Family Characteristics
The Marx Brothers’s film career officially begins with The Cocoanuts (1929). I take 1929 personally: my mother was born in 1930, my father in 1928. Though my father is certainly a talker, and a master of esoteric words and abstract concepts, in my childhood he was often silent—either sulking, or bitter, or contemplative, or outshouted. I interpreted his silence as a comforting antidote to my mother’s explosiveness, although now I can conceive that her liveliness and candor offered a different kind of comfort, a tactile realm of figuration, a warm materiality, apart from the bodiless void of my father’s abstraction. But when I was growing up, I felt sad that my mother didn’t decode or translate my father’s muteness, and I idealized (and blamed myself for) his gloom, passivity, or nonreactivity, as if we four children had conspired to deprive him of speech.
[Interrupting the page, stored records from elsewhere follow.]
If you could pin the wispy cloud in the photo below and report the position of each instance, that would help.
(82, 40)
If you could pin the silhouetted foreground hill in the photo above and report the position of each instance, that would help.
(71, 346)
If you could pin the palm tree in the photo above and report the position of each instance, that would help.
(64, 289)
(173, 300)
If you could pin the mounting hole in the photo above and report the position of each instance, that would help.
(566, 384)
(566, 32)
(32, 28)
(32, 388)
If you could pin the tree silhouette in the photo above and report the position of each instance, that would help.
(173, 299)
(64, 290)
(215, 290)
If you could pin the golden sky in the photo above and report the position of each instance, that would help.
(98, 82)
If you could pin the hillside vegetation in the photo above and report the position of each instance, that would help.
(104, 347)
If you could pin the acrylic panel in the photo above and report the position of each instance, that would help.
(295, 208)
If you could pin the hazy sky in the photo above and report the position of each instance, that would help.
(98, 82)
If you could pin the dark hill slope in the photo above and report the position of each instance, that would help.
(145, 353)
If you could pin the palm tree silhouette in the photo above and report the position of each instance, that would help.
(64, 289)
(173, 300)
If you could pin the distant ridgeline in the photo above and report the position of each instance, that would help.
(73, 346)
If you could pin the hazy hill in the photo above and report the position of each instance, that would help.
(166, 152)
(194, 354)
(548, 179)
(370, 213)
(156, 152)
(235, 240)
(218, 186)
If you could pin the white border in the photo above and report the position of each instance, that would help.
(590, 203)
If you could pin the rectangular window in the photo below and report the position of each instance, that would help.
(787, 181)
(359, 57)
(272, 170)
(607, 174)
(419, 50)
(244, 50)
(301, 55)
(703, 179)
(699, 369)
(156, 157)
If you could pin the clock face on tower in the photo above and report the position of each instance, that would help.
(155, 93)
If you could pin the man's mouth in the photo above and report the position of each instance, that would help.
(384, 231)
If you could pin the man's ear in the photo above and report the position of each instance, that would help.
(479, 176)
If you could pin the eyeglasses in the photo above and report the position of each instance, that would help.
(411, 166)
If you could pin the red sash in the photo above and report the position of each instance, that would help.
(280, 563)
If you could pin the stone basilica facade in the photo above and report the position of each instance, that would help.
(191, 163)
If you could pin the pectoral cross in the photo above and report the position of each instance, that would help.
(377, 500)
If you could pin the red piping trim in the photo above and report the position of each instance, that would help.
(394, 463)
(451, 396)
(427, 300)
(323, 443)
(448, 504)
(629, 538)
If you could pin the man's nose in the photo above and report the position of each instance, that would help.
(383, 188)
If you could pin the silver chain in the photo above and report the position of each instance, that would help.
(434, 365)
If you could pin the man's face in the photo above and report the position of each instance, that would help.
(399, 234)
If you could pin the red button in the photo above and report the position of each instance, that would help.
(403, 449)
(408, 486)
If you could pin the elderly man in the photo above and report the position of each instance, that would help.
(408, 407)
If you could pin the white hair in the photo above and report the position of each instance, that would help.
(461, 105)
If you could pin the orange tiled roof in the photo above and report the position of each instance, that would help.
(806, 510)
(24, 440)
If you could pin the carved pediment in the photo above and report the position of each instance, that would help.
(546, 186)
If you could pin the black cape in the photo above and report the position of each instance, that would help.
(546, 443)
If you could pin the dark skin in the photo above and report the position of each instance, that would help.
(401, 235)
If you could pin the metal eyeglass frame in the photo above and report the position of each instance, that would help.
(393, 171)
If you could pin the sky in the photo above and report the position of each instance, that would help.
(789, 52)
In Harpo’s first scene, I glimpse his major gimmicks. I note his rouged lips; his thirst; his appetite; his laziness; his musicality; his whistling; his marveling relation to words as material objects; his plug hat’s height and élan; his pants, not as ragged or droopy as in later films; his belt, not connected to the function of upholding pants; his gaze, riveted to any passing woman; his bulbous taxi horn, phallically protruding, and providing protest or emphasis; his willingness to fight against women rather than merely to romance them; his cheerful distaste for regular channels of communication; his large eyes, rapt, like a painter’s or bird-watcher’s, seizing transitory visitations. Harpo’s eyes are bigger than a regular person’s. That is an anatomical fact I can’t prove. His eyes, which tend to brighten and pop, dramatize the attempt to recognize (or to seek recognition from) another person. Harpo’s bug eyes do more than beseech: they attest, grip, sign, declare, accuse, renounce, and mourn.